Officials: Rotary results will be worth disruption

METHUEN — Construction on the massive four-year rotary project at Routes 110 and 113 will start in the next week or two and transportation and engineering officials told more than 100 residents last night that they believe construction will not worsen existing traffic.

Officials from the state Department of Transportation, from Jacobs Engineering Group, which designed the project, and construction firm E.T.&L. Corp. said the first phase will begin this month, though that phase will be mostly prep work.

The most potential for disruption will be on Interstate 93, as the median is removed and paved to allow shifts in traffic lanes while bridge work is done.

For that to happen, use of the breakdown lane during rush hour around that exit will end. Southbound traffic on Interstate 93 will not be able to use the breakdown lane in the morning until just south of exit 46. In the afternoon, northbound traffic will be prohibited from using the breakdown lane starting at exit 46.

“Having four lanes would add significant cost and time to the project,” said Ryan McNeill, a MassDOT official who has been meeting and working with residents about this project for years.

Interstate 93 is three lanes each way there, but the state has received federal permission annually to open the breakdown lane to travel at certain hours.

McNeill and Darren Conboy, of Jacobs Engineering, said traffic on the Interstate and on Routes 110 and 113, all of which is currently managed by a large rotary under the Interstate, will continue to function as it is now for several years.

They projected the rotary will be gone and a new straight road will be in place in about two years.

The project is broken into four stages, the first of which will start this month and the last of which will wrap up in June 2018.

Stage 1, June 2014 to April 2015, clearing, starting preliminary bridge work, installing sound barriers and re-configuring intersection of Lowell and Haverhill streets;

Stage 2, January 2015 to July 2016, installing new bridge in sections on Interstate 93, finishing and opening certain ramps, re-configuring intersection of Lowell Street and Riverside Drive, and re-configuring the intersection of Lowell and North Lowell streets;

Stage 3, July 2016 to August 2017, eliminating the rotary and completing a straight stretch of road carrying Routes 110 and 113, finishing on and off ramps, demolishing two existing bridges on Interstate 93;

Stage 4, August 2017 to June 2018, finishing and paving roads, striping.

Officials said construction will mostly occur between 7 a.m. and 3 p.m., though work on heavily traveled roads will be restricted to after 9 a.m. and before 3 p.m.

Some night work will occur, though mostly be confined to Interstate 93, they said.

State Rep. Linda Dean Campbell, D-Methuen, said planning for the project has stretched back a decade. “I was on the City Council when this started, so this is very near and dear to my heart,” she said. “Public input had a significant impact on the project.”

Over dozens of meetings in five years, planners have responded to residents’ concerns, she said. Specifically, sound barriers were added after residents demanded them, and some road configurations were altered.

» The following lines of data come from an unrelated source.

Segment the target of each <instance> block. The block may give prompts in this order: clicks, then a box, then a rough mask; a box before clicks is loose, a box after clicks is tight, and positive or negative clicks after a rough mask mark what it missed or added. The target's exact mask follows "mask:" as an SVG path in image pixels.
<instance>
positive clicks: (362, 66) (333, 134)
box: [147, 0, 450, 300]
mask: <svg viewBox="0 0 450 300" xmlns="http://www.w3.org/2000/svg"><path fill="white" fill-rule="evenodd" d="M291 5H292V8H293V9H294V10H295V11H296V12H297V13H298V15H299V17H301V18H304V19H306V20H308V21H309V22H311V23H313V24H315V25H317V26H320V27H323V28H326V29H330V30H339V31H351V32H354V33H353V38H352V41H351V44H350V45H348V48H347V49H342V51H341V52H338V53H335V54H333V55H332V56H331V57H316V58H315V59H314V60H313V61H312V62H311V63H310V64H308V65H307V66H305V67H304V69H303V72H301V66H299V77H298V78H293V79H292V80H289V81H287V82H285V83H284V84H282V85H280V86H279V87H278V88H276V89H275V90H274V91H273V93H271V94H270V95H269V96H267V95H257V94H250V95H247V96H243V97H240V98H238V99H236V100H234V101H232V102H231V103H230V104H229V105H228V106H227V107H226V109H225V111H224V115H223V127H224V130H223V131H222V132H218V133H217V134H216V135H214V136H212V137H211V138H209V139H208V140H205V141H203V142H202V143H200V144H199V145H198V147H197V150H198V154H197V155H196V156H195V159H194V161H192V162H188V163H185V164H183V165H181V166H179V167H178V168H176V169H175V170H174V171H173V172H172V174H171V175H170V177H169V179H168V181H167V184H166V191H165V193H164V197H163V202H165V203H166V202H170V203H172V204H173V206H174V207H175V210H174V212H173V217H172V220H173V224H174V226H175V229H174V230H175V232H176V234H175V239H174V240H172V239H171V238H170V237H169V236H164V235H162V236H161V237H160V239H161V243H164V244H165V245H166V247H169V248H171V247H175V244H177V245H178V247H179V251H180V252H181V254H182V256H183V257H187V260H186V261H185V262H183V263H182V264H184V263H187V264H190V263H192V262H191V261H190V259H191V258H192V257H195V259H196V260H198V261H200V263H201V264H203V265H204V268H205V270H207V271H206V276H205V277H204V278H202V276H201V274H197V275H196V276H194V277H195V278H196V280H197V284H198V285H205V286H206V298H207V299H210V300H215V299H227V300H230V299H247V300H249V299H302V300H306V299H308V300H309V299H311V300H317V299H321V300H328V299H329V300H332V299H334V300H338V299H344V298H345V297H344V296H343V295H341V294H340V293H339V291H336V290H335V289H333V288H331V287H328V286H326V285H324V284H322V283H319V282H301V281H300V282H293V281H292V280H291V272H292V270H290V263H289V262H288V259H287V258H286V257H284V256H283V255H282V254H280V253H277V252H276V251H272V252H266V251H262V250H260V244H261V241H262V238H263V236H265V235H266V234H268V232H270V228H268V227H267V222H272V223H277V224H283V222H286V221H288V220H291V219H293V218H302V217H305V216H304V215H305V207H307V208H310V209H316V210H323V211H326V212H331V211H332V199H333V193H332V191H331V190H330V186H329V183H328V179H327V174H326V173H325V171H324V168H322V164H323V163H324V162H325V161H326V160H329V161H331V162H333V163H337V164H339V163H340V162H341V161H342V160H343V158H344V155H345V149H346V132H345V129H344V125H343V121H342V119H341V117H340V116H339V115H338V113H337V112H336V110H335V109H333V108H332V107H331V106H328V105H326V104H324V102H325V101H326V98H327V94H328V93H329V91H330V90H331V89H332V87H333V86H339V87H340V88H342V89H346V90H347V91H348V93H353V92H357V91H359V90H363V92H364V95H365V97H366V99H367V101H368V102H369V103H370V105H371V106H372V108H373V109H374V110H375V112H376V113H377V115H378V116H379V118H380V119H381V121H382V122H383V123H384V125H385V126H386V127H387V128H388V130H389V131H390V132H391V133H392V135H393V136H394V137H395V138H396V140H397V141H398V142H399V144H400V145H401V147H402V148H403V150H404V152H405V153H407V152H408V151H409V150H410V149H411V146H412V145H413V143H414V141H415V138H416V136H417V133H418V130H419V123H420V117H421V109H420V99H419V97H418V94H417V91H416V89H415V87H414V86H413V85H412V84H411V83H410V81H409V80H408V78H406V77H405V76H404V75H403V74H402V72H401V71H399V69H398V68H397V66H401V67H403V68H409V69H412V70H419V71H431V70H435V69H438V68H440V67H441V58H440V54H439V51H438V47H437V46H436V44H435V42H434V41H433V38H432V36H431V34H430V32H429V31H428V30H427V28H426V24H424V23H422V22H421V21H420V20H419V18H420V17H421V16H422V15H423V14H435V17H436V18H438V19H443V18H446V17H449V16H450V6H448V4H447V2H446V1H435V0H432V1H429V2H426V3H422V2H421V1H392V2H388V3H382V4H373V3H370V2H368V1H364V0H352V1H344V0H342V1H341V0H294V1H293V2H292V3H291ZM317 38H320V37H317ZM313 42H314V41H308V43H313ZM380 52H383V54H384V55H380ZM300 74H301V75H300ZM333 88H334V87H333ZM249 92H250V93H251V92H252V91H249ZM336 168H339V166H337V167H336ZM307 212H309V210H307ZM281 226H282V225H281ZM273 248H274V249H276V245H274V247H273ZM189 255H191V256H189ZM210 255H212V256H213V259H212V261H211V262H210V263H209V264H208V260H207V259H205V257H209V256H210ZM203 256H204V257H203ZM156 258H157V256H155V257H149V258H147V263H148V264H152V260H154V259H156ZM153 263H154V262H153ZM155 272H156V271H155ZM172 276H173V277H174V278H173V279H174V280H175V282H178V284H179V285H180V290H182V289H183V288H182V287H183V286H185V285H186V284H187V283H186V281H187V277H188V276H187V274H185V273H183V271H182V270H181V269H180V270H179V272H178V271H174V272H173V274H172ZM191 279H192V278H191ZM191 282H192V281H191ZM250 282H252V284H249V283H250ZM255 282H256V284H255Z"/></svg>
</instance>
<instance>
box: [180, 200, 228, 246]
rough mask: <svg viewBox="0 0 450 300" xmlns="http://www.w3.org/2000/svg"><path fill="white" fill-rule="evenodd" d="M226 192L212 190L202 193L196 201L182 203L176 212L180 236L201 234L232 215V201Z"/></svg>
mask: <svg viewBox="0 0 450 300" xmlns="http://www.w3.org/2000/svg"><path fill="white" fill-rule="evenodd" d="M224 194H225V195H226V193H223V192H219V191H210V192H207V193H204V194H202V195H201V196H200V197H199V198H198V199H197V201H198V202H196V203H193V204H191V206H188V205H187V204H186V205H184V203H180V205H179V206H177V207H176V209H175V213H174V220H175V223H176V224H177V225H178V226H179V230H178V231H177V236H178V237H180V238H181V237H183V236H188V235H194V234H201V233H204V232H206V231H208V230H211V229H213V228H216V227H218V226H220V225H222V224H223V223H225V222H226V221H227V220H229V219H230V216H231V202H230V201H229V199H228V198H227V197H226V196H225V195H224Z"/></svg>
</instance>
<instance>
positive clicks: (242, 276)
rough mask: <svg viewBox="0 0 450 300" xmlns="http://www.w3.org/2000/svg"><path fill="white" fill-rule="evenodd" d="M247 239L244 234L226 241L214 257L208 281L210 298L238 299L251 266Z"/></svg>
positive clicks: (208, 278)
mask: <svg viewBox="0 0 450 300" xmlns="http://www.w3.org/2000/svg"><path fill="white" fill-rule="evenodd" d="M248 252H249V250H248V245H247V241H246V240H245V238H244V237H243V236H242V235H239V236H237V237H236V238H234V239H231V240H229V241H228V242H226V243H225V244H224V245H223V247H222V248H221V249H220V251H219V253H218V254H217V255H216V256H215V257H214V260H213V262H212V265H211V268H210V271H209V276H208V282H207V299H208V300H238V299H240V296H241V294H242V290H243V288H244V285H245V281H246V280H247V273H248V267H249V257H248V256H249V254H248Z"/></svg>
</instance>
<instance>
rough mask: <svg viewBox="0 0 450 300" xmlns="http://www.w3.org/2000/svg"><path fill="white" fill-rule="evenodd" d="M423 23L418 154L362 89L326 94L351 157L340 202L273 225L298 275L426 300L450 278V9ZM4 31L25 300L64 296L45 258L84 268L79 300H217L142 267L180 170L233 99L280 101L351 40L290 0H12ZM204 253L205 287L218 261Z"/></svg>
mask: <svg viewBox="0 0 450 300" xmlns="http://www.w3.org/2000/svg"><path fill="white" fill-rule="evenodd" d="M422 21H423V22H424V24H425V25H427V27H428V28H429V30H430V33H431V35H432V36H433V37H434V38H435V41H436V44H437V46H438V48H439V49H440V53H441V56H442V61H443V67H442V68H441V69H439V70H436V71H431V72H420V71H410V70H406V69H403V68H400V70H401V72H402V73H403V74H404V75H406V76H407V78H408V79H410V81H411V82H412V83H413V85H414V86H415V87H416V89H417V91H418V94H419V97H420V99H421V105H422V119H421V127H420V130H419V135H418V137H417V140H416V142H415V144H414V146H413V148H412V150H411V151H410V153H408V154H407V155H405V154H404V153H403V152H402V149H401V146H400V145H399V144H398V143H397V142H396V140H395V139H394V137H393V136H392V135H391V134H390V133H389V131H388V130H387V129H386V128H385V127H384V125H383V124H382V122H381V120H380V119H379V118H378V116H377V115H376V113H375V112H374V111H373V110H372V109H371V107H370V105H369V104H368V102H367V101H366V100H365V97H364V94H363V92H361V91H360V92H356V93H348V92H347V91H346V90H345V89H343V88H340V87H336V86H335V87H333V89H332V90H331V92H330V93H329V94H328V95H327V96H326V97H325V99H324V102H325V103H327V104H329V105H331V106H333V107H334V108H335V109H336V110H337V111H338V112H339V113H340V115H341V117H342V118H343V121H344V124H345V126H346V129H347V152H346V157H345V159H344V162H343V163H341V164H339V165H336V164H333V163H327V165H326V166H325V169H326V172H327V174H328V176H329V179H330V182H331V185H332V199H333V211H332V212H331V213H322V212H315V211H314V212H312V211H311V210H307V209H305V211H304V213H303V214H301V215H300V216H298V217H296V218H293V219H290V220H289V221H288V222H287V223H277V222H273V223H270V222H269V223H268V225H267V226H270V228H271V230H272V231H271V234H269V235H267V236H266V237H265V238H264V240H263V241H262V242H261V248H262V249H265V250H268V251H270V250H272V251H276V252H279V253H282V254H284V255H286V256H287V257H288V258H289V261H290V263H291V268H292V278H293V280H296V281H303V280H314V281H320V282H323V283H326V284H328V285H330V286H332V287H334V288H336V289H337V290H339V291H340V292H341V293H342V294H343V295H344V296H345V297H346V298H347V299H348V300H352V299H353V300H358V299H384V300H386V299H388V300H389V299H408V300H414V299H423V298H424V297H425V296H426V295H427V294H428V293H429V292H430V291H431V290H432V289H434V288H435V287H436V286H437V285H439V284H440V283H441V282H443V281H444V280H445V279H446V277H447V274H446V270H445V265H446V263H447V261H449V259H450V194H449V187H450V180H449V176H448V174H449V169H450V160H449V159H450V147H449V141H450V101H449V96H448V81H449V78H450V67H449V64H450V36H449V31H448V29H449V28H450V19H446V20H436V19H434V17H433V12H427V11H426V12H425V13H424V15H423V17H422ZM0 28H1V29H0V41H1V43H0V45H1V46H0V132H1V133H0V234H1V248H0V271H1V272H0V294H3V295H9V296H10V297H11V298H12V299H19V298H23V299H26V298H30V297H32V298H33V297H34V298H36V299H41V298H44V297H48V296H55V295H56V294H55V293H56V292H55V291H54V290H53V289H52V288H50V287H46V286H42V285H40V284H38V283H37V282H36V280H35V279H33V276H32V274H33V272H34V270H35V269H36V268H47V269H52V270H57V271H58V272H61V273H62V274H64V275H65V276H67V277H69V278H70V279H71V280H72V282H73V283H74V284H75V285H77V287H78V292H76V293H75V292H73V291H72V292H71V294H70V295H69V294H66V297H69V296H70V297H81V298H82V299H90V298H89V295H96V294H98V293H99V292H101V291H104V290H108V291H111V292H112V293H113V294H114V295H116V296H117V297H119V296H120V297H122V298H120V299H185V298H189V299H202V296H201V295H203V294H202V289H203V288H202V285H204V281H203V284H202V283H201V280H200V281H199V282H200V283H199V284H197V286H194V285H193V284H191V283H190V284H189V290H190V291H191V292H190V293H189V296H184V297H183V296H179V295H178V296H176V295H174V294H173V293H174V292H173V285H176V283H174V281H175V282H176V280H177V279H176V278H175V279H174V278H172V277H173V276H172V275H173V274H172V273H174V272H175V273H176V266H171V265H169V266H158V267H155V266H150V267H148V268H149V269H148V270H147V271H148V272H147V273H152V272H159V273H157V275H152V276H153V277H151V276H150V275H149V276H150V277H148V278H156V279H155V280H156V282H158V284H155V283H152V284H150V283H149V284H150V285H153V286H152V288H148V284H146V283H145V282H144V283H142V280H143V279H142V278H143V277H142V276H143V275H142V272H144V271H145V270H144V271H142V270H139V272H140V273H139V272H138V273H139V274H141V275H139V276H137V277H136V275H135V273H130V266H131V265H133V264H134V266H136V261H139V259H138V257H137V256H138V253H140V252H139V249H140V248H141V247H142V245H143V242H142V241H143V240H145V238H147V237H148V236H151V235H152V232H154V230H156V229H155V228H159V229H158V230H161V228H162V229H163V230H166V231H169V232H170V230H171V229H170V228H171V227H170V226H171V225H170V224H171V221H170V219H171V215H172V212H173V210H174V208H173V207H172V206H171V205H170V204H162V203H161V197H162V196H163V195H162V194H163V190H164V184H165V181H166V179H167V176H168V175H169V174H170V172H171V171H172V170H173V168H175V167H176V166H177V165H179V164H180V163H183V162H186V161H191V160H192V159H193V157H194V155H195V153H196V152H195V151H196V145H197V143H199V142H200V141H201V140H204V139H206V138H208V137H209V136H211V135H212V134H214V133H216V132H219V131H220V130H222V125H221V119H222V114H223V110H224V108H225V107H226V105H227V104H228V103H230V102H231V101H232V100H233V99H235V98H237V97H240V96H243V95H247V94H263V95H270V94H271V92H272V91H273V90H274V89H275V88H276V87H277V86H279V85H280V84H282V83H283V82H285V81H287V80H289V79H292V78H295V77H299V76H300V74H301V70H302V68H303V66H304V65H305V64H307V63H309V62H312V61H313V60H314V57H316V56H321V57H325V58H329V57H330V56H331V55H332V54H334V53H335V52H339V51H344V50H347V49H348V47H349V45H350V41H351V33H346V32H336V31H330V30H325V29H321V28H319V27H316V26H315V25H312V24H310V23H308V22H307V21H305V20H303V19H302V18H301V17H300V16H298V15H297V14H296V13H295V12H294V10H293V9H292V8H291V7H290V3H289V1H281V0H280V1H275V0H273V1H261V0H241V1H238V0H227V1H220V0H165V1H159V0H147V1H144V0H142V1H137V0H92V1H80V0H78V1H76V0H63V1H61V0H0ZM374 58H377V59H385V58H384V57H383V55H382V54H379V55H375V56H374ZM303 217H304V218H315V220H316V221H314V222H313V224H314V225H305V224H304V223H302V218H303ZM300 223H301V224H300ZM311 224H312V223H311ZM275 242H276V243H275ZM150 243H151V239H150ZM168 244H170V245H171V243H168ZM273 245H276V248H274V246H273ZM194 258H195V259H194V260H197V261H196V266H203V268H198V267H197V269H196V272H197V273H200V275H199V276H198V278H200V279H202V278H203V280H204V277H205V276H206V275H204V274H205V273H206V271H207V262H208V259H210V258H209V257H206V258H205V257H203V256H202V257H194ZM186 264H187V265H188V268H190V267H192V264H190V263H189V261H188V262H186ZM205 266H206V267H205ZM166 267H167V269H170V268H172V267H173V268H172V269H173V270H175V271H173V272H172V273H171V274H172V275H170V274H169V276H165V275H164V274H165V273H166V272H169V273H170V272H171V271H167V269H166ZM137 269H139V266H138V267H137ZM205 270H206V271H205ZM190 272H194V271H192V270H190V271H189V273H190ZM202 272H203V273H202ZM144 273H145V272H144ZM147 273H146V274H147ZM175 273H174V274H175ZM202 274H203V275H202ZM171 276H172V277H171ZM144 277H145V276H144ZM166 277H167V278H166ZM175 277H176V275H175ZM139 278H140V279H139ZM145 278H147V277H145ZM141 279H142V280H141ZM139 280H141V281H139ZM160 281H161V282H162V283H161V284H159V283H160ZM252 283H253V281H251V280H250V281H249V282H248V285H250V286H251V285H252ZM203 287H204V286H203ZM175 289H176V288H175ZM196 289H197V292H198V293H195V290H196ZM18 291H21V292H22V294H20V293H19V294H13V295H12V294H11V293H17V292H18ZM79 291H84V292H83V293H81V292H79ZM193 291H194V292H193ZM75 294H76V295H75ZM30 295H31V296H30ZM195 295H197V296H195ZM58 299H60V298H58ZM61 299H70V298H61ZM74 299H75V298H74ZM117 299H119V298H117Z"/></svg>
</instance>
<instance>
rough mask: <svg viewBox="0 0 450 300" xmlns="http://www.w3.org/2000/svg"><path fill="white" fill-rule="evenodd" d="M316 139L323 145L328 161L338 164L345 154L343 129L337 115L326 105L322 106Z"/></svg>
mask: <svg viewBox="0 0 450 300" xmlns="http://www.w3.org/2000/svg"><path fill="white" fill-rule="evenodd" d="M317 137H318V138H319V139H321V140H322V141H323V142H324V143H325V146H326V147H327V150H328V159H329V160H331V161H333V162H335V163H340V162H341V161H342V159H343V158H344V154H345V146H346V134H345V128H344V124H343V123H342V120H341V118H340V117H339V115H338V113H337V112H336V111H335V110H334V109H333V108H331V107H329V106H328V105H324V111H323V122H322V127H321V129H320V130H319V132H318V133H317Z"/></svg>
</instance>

Residents, who peppered the transportation and engineering officials with questions for about an hour and a half at a meeting at the Senior Center, seemed skeptical of some claims, like how traffic would behave during construction and that eliminating travel in the breakdown lanes on Interstate 93 would not affect commuting during rush hour.

Several people who live on and near Heather Drive, which is a private way across from Lowell Street east of the rotary, were concerned that people will cut through their street to get to Riverside Drive to avoid construction.

Those four years are “going to be miserable,” said Cecile Cote, who lives on Heather Drive.

But she and some of her neighbors said that once the project is completed, the whole area will be improved.

“When it’s all done, it’ll be great,” said Grace Fortuna, who lives on Brandywine Lane, off Heather Drive.

Mayor Stephen Zanni said clearing up congestion and improving safety there will attract business. “This is going to be a big boom for our area and businesses moving in,” he said.

MassDOT estimates the project will cost $66.4 million, paid with state and federal money.

The cost estimate has fluctuated over the years, nearing $80 million at one point.

Stow construction firm E.T.&L. Corp. won the construction contract with a bid of $56.45 million, which transportation officials said significantly lowered the overall price tag.

Last night, officials said E.T&L. has incentives and disincentives built into its contract, including a $25,000 per day bonus for finishing early or penalty for finishing late.